Using Relative Links in Metalsmith

Christian Emmer
Christian Emmer
May 21, 2020 · 4 min read

Relative links in HTML increases a site's portability to be hosted from anywhere, and it's easy to automatically convert links in Metalsmith projects.

The main reason you would want to use relative links rather than semi-absolute links (those that start with /) is to make your output more portable, so it can be hosted from any directory. For example, JetBrains IDEs serve HTML files at localhost:<port>/www/<path>, though that's a very specific example.

Project setup

To keep this article short and to the point we're not going to set up a full website, just enough to show sample usage. See "Starting a Metalsmith Project" for a more complete article on how to set up a Metalsmith project.

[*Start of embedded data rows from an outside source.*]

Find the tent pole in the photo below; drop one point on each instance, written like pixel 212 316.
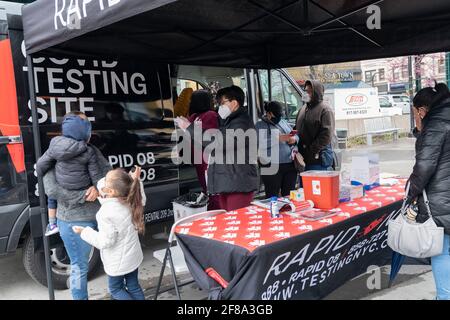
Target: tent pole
pixel 37 152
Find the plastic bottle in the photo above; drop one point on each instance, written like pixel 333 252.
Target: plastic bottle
pixel 274 213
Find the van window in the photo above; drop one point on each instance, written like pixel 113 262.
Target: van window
pixel 12 184
pixel 191 78
pixel 293 99
pixel 183 84
pixel 282 91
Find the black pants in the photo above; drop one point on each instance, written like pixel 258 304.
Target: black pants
pixel 283 180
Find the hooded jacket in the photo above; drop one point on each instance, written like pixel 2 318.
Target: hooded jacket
pixel 229 176
pixel 75 162
pixel 316 126
pixel 117 237
pixel 432 168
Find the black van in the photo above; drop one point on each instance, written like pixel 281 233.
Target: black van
pixel 131 107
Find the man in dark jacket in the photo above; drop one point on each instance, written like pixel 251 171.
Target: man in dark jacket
pixel 432 173
pixel 235 181
pixel 432 167
pixel 75 162
pixel 315 128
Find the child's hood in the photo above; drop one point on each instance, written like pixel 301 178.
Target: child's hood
pixel 63 148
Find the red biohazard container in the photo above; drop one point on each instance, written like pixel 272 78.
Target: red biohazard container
pixel 322 188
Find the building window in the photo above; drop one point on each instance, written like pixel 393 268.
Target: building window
pixel 369 74
pixel 405 72
pixel 396 74
pixel 381 75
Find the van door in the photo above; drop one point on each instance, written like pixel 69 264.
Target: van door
pixel 282 90
pixel 13 188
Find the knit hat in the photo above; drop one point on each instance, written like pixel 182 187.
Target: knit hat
pixel 76 128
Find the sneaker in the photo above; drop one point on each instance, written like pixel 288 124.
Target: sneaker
pixel 51 229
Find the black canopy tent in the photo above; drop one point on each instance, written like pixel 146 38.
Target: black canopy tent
pixel 239 33
pixel 261 34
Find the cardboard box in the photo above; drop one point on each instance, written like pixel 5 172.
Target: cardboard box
pixel 297 195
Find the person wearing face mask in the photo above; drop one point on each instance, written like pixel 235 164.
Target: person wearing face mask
pixel 315 128
pixel 273 124
pixel 431 171
pixel 233 182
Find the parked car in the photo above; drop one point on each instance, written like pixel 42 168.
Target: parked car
pixel 387 109
pixel 399 100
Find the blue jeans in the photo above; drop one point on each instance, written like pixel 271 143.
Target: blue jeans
pixel 126 287
pixel 78 251
pixel 441 271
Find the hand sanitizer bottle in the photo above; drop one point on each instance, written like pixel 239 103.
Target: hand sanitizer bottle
pixel 274 213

Starting a Metalsmith Project

Sep 19, 2019 · 12 min read

Metalsmith is a plugin-based static site generator originally from Segment. It's a current favorite of mine because of how sites are built as a pipeline of plugins where the output of each plugin is the input of the next. This allows for strong control over what happens and when it happens.

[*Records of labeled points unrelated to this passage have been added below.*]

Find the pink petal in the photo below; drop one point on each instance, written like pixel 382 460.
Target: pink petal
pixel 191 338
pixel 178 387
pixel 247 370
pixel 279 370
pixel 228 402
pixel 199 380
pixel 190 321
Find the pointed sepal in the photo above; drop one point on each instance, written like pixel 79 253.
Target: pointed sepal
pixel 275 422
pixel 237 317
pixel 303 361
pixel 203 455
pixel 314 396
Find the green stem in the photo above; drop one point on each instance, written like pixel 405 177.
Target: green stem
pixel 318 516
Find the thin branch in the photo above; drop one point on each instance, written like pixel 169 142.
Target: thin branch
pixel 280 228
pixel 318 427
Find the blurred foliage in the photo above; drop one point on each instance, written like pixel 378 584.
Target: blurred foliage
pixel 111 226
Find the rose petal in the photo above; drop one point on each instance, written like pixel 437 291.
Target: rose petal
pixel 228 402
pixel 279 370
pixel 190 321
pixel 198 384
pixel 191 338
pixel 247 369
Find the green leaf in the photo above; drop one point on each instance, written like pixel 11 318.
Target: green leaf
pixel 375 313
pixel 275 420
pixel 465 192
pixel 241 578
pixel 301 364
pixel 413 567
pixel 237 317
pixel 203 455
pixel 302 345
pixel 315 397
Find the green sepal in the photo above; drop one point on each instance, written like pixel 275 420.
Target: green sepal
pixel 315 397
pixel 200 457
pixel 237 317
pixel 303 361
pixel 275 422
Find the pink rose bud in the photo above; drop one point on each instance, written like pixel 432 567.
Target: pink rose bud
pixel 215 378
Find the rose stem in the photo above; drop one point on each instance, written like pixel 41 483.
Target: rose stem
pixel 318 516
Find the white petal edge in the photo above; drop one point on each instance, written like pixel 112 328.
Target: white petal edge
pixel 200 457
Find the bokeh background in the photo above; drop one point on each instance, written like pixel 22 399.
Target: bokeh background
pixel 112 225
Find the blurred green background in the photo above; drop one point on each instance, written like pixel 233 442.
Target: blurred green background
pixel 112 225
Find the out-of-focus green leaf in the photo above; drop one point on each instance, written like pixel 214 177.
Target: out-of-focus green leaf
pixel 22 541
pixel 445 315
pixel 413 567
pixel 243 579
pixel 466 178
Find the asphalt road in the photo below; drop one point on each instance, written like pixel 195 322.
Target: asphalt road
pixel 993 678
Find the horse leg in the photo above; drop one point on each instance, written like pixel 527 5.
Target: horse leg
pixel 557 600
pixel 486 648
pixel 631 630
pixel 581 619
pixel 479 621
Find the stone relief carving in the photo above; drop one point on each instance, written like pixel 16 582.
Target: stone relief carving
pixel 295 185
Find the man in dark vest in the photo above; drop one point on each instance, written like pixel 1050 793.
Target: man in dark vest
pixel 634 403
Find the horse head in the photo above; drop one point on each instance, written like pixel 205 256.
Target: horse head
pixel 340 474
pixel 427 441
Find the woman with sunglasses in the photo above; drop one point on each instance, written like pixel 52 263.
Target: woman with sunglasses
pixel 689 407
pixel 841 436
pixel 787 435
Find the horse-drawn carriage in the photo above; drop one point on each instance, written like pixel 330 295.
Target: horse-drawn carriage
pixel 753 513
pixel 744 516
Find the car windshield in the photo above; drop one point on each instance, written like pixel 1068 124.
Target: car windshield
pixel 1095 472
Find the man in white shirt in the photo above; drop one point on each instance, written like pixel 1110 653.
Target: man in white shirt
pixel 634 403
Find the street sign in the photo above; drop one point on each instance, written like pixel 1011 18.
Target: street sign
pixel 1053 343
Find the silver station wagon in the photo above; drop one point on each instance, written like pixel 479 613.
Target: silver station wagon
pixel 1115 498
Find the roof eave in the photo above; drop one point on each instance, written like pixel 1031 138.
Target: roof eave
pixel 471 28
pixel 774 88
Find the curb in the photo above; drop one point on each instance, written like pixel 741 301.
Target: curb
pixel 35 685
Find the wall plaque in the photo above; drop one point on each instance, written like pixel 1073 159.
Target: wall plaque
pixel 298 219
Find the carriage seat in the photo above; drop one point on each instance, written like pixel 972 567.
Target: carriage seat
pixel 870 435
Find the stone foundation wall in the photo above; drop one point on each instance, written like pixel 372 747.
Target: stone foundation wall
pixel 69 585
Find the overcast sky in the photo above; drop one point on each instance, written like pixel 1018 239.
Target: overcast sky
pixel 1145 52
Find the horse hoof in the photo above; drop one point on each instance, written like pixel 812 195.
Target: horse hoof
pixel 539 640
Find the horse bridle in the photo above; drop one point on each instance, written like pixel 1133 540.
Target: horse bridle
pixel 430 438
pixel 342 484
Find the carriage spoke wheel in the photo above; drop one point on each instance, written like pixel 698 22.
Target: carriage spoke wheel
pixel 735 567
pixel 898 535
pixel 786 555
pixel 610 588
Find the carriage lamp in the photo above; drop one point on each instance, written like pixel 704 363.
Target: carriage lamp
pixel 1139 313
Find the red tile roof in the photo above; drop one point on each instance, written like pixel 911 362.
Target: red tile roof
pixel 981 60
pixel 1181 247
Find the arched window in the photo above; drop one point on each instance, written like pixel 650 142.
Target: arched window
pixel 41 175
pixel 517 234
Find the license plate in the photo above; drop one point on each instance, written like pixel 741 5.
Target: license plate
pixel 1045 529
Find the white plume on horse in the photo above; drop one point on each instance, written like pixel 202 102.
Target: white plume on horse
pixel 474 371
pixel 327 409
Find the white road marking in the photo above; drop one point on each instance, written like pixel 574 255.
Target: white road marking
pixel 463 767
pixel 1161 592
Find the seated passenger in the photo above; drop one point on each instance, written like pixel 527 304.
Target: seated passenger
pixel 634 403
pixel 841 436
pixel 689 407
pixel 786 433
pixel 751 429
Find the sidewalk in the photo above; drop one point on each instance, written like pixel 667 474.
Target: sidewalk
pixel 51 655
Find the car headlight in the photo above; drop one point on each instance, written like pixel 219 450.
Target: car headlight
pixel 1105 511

Starting a Metalsmith Project

Installing packages

Starting with an empty project, install some Metalsmith packages:

npm install --save metalsmith metalsmith-html-relative

Source file structure

Create the following directories and files for use in the build pipeline:

.
├── index.js
└── src
    ├── contact
    │   └── index.html
    ├── index.html
    └── static
        └── css
            └── styles.css

No need to fill in src/static/css/styles.css, it just needs to exist.

Writing the source files

Let's fill in the HTML files such that they reference each other and our CSS:

<!-- src/index.html -->

<!DOCTYPE html>
<html lang="en">
<head>
    <title>Home</title>
    <link rel="stylesheet" href="/static/css/styles.css">
</head>
<body>
<h1>Home</h1>
<a href="/index.html">Home</a>
<a href="/contact/index.html">Contact</a>
</body>
</html>
<!-- src/contact/index.html -->

<!DOCTYPE html>
<html lang="en">
<head>
    <title>Contact</title>
    <link rel="stylesheet" href="/static/css/styles.css">
</head>
<body>
<h1>Contact</h1>
<a href="/index.html">Home</a>
<a href="/contact/index.html">Contact</a>
</body>
</html>

Then set up your index.js file like this:

const Metalsmith = require('metalsmith');
const relative   = require('metalsmith-html-relative');

Metalsmith(__dirname)
    .source('./src')         // source directory for the pipeline
    .use(relative())         // convert all local links to be relative links
    .destination('./build')  // destination directory of the pipeline
    .clean(true)             // clean the destination directory before build
    .build(err => {          // execute the build
        if (err) {
            throw err;
        }
    });

This will:

  • Convert all local resource links (hyperlinks, CSS, JavaScript, images, etc.) in all HTML files to be relative.
  • Copy everything in src/ to build/.

See the metalsmith-html-relative options for other available options.

Build and output

Run the build command like normal:

node index

And you'll get output similar to (minus comments):

<!-- build/index.html -->

<!DOCTYPE html>
<html lang="en">
<head>
    <title>Home</title>
    <link rel="stylesheet" href="static/css/styles.css">  <!-- previously: /static/css/styles.css -->
</head>
<body>
<h1>Home</h1>
<a href="index.html">Home</a>  <!-- previously: /index.html -->
<a href="contact/index.html">Contact</a>  <!-- previously: /contact/index.html -->
</body>
</html>
<!-- build/contact/index.html -->

<!DOCTYPE html>
<html lang="en">
<head>
    <title>Contact</title>
    <link rel="stylesheet" href="../static/css/styles.css">  <!-- previously: /static/css/styles.css -->
</head>
<body>
<h1>Contact</h1>
<a href="../index.html">Home</a>  <!-- previously: /index.html -->
<a href="index.html">Contact</a>  <!-- previously: /contact/index.html -->
</body>
</html>

Note that no local resource link begins with a forward slash (/), and there are a number of links that start with a parent directory reference (../).

Conclusion

Admittedly the use cases for all of this are limited, but you can definitely save some time if you need it!